When Barnes isn’t performing or writing, he is teaching, developing a reputation as one of the best voice coaches in the country. His coaching credentials include Andrew Lloyd Webber’s CBC TV show, How Do You Solve A Problem Like Maria, and the original cast of Tomson Highway’s The Rez Sisters. He has coached cast members of Mirvish’s The Sound Of Music and Broadway’s Priscilla Queen of the Desert as well as voice coach to Tatiana Maslany from the Emmy-winning show Orphan Black.

“I have two full-time jobs.

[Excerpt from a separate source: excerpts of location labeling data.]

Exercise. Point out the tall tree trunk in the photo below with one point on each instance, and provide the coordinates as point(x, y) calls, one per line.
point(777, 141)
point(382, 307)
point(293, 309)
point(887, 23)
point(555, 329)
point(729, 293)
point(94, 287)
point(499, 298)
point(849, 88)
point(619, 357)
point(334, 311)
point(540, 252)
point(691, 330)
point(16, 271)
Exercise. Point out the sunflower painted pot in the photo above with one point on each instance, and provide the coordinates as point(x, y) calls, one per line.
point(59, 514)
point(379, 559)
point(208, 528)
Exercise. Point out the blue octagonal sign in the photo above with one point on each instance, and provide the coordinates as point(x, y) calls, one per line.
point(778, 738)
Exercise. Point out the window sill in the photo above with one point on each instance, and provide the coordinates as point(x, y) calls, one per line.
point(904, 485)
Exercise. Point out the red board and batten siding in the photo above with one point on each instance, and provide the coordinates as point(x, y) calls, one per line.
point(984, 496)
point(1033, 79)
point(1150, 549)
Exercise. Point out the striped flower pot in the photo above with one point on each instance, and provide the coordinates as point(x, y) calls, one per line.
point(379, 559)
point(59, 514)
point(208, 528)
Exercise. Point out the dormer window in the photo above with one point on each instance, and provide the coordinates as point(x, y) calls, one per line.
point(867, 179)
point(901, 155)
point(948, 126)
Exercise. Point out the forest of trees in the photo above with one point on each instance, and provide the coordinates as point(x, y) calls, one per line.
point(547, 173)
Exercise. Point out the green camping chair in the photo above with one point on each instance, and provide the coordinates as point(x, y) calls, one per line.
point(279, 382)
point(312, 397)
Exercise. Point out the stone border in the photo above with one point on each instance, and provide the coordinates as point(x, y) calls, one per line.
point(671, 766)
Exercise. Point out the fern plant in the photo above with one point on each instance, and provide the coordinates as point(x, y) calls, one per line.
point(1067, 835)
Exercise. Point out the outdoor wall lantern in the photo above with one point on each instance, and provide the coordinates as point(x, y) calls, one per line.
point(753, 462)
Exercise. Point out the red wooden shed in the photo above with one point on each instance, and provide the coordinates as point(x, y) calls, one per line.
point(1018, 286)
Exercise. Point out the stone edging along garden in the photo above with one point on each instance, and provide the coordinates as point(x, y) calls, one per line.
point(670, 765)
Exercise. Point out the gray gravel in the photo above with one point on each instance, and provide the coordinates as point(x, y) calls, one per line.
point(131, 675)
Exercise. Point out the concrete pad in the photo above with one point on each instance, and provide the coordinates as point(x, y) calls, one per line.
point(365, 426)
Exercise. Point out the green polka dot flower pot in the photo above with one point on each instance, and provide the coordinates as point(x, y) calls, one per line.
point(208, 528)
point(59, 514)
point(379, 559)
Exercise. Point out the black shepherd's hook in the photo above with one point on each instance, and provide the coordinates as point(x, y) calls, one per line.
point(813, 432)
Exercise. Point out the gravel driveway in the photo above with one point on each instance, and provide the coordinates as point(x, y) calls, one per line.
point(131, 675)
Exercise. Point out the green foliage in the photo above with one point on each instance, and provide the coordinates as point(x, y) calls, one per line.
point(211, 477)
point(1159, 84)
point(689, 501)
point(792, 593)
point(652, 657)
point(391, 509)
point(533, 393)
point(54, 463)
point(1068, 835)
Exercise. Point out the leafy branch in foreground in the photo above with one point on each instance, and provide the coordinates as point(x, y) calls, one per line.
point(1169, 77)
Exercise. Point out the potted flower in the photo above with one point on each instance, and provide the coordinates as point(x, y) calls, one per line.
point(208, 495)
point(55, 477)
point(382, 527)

I teach privately. I teach in-group sessions when I am on tour and I am on the faculty at Seneca College. The coaching is something that is very important to me. I just love it. I think it is my calling to prepare the next generation for whatever is coming in the music industry.”

Despite the other job, Barnes still finds being on stage is what gives him a thrill.

“I am constantly amazed how a piece of music can find itself lodged deeply in the listener’s heart and imagination and how a piece of music will bring back a memory or a feeling that we had in a certain time in our live,” said Barnes.

Micah Barnes New York Stories plays at the Historic Gayety Theatre April 21. For tickets, call 705-445-2200 or visit theatrecollingwood.ca.